Farmers Entering the Legal Hemp Market are Being Ripped Off—This Company Wants to Help Them
There is a groundswell of legal hemp farmers across the United States, but many fall victim to scams.
Photo courtesy of HGH
It’s been said that one of the hardest parts about industrial hemp cultivation is getting farmers to believe how much money they can make from it. “Farmers are making 400 bucks an acre, if they’re lucky, on corn or alfalfa,” says Bodhi Urban, founder and head breeder of High Grade Hemp Seed Co (HGH), a leading producer of boutique feminized seeds geared for CBD field production. “With our hemp genetics, they can do 20 to 50 grand per acre.”

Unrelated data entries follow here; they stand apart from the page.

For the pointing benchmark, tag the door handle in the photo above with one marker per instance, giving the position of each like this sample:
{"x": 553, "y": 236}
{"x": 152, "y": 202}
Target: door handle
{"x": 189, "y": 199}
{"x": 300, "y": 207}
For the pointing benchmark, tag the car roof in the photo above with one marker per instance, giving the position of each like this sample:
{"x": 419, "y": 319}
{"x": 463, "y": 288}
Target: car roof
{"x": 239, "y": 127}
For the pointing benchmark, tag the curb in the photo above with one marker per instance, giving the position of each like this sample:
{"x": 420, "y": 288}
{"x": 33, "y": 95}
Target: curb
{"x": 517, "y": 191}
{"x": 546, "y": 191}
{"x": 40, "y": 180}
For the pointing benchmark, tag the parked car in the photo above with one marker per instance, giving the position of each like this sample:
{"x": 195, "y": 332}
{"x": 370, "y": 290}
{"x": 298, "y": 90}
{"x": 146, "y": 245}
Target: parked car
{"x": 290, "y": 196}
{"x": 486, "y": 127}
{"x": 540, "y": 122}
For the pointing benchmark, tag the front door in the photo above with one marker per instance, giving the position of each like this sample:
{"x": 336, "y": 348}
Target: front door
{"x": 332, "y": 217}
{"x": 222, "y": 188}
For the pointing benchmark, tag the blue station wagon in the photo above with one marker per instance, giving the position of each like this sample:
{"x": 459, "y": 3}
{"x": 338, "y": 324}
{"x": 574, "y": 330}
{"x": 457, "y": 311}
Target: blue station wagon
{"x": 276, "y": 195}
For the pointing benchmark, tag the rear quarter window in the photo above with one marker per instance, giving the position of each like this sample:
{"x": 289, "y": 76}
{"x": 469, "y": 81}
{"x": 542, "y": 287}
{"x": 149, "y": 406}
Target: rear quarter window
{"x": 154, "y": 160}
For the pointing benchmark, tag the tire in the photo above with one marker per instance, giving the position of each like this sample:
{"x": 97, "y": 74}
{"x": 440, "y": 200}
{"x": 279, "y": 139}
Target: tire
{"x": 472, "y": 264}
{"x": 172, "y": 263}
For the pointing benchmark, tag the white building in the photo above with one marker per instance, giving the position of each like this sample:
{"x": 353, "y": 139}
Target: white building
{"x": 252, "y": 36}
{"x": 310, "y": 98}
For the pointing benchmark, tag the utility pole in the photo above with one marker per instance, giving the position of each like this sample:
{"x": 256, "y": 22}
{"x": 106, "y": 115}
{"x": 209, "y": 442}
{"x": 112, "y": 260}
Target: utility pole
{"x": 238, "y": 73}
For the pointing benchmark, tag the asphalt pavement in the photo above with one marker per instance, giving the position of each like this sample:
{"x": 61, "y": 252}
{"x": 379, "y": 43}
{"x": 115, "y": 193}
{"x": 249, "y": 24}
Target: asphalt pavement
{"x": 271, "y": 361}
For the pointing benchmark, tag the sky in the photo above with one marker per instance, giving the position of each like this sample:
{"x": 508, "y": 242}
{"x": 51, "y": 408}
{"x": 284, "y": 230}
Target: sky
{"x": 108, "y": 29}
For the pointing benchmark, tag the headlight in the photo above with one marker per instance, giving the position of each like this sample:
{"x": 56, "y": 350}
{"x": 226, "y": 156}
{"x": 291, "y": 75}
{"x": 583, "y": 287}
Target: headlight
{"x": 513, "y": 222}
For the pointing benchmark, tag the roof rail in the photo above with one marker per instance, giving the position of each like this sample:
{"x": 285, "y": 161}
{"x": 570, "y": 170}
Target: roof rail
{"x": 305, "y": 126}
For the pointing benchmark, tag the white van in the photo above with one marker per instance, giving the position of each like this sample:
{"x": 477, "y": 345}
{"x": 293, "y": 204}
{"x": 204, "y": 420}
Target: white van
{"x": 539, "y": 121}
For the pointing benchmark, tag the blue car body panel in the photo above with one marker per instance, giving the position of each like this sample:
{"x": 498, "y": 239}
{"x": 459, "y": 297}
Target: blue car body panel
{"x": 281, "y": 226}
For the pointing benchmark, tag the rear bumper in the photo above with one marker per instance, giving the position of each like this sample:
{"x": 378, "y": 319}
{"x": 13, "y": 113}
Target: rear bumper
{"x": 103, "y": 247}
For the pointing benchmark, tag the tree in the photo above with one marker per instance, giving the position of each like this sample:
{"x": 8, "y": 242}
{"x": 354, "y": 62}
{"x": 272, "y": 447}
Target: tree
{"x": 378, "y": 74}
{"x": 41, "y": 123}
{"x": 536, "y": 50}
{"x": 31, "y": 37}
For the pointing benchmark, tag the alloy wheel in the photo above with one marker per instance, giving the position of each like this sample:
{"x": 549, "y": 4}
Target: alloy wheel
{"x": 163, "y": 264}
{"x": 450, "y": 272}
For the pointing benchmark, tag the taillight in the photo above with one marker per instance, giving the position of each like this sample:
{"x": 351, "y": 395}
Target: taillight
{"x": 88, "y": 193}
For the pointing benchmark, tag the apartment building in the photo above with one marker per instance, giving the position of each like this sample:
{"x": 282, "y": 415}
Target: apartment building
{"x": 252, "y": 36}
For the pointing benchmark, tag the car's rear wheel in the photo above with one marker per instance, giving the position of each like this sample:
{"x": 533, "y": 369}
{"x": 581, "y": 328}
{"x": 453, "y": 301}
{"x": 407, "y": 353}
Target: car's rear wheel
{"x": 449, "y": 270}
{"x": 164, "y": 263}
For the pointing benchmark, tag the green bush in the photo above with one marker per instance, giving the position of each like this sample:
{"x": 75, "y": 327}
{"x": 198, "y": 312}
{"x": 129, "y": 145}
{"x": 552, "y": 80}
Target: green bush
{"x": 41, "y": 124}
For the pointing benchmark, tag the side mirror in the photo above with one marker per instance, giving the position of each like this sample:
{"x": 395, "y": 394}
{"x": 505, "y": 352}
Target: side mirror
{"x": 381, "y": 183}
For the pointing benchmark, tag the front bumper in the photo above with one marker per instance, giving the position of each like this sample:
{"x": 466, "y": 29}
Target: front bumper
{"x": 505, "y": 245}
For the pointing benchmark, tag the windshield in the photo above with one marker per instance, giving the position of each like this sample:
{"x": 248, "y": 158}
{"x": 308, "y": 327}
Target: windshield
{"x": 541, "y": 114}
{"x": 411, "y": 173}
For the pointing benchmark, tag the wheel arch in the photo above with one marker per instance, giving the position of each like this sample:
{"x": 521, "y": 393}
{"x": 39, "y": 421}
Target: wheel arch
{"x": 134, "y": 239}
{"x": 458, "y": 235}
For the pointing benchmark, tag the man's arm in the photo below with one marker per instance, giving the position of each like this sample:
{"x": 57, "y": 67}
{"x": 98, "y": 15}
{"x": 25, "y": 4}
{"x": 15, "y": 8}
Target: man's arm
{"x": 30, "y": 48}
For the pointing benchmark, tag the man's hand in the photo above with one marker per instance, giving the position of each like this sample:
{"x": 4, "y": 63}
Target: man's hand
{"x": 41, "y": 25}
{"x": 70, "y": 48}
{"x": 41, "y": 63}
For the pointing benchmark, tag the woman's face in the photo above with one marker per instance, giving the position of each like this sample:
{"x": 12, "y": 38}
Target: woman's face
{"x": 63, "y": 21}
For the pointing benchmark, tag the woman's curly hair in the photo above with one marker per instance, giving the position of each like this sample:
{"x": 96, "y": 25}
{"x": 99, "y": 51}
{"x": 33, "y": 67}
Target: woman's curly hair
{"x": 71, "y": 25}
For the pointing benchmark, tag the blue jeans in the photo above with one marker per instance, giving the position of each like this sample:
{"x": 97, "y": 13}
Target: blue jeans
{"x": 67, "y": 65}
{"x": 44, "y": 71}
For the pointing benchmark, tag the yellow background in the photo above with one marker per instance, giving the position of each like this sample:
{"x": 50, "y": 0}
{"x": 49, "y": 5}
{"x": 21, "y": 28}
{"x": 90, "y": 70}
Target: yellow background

It’s these soaring profits that have driven many large scale agricultural farmers to make the switch to industrial hemp. In many cases, even former recreational cannabis cultivators have chosen to switch sides.
For these farmers, the switch to hemp was not only precipitated by plummeting cannabis prices and red tape, but the comparative cost at which a hemp farm can be established. In Oregon for example, licenses to grow cannabis can cost farmers as much as $6,000. In contrast, industrial hemp certifications are only $1,300.
For other large scale farmers who grow traditional crops like corn and soybeans, hemp offers a chance to diversify their crops and start bringing in big profits again. “Whereas corn and alfalfa farmers were essentially breaking even from farming and working extremely hard this year,” says Urban, “with the proven genetics we’re now distributing, they now have an opportunity to start making money again.”
To anyone who knows the plant well, the lucrativeness of hemp farming is no surprise. Hemp is nearly unparalleled in its versatility and can be used to make everything from raw building materials, to paper, or to fuel. The utility of hemp has never been the issue. Rather, it’s hemp’s former legal status that, as Urban puts it, “has deprived the agricultural crop of farmer access.”
The legality of hemp—and by extension, its chemical compounds, like cannabidiol (CBD)— has long varied from one state to the next. The federal government, for its part, long maintained a wholesale ban on the entire cannabis plant, which is considered a Schedule I drug under the Controlled Substances Act.
But late last year, everything changed when President Donald Trump signed the federal Farm Bill into law, legalizing industrial hemp. According to the federal government, hemp is now defined as any “Cannabis Sativa L” plant with THC levels below 0.3% on a dry weight basis. As a result, other cannabis compounds like CBD, when produced in compliance with state and federal regulatory frameworks, are also legal.
The newly legal status of CBD has become one of the most lucrative and talked-about outcomes of hemp’s legalization.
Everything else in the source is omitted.